The Practicality Of Glass
Alright, so I’m fine with wearing a set of camera-equipped frames. Now what? So many Explorers have already professed their love for Glass, gushing that they won’t go another day without it.
How about a contrarian view? I see a world where Glass is ubiquitous. It easily becomes a primary hands-free interface with our smartphones. After all, even the Explorer Edition uses a combination of Bluetooth and tethered Wi-Fi to generate turn-by-turn directions, send dictated SMS messages, and place calls to any of 10 stored contacts. The thing is, I don’t need all of those functions every time I’m out. And I don’t snap a shot of every course I eat, either (though I do have to confess enjoyment in taking pictures of cars that cut me off in traffic as Glass’ reticles contract, target-acquired-style).
Video tends to be more situational. By default, Glass records 10 seconds at a time unless you tap, then tap again to Extend Video. Ten seconds is understandable given the impact on battery life. Admittedly, though, any arbitrary number makes it difficult to “time life.” More than once I started a recording in anticipation of an event, only to realize I’d be cut off before Glass could register my double-tap. I’m not sure there’s an easy solution to this.
At least for now, Glass’ place in my life is novel. It’s great for keeping your nose out of your phone, though the prism projector is really just a distraction in a different direction. In the animation below, you can see that both eyes look up to read the projected image, taking focus off of whatever is in front of you. Throughout the day, you’re going to put Glass on and then take it off when what you’re doing just isn’t relevant. And that’s where the funky form factor becomes unwieldy.
Enough cynicism, though. There are really awesome ways to use Glass, and I’m only two days in. Let’s say I’m in the lab, working on an upcoming platform review, and want to demonstrate to the Tom’s Hardware editors how to configure the latest version of our automated benchmark suite. I can “hang out with…” the staff, keep both hands free, and have them see what I’m doing from my perspective.

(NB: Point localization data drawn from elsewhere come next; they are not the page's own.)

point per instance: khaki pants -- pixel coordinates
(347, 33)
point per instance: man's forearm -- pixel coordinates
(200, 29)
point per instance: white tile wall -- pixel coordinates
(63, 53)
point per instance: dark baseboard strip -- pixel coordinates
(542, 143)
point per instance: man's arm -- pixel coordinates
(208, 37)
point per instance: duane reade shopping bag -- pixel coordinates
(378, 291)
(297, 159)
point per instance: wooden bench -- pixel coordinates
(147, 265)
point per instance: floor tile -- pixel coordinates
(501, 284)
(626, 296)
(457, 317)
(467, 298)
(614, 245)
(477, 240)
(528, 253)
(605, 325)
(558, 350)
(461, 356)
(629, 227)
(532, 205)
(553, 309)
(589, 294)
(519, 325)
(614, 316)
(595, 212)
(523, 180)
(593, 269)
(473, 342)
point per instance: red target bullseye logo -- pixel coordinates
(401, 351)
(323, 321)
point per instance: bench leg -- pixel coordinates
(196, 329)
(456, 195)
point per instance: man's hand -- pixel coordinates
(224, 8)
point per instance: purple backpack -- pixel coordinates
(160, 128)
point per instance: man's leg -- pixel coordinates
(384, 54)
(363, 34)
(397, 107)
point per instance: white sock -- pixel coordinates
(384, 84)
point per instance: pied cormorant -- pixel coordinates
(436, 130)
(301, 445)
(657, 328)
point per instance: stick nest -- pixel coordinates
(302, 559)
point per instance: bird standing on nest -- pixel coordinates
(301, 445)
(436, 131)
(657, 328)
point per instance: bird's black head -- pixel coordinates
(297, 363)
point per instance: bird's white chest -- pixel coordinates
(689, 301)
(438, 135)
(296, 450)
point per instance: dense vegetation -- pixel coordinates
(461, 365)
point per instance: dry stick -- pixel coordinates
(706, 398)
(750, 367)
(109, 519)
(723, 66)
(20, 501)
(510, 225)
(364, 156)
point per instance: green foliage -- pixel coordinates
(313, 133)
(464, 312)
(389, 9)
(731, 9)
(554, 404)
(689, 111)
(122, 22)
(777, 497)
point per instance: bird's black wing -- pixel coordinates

Or maybe, someday, I’m trying to teach my son Lucas how to ride a bike. I want to capture that moment. But I don’t want a smartphone in one hand and his handlebars in the other. Throw Glass on, interact with him naturally, and record it all. Glass is going to be a great way for parents to memorialize a lot of firsts without managing birthday parties, juggling Christmas presents, or trying to steady those first few steps while glancing over at a camera screen. This puts the moment in point-of-view, and it doesn’t create a spectator out of you. You remain a participant in life, and you get the tape when the action is over.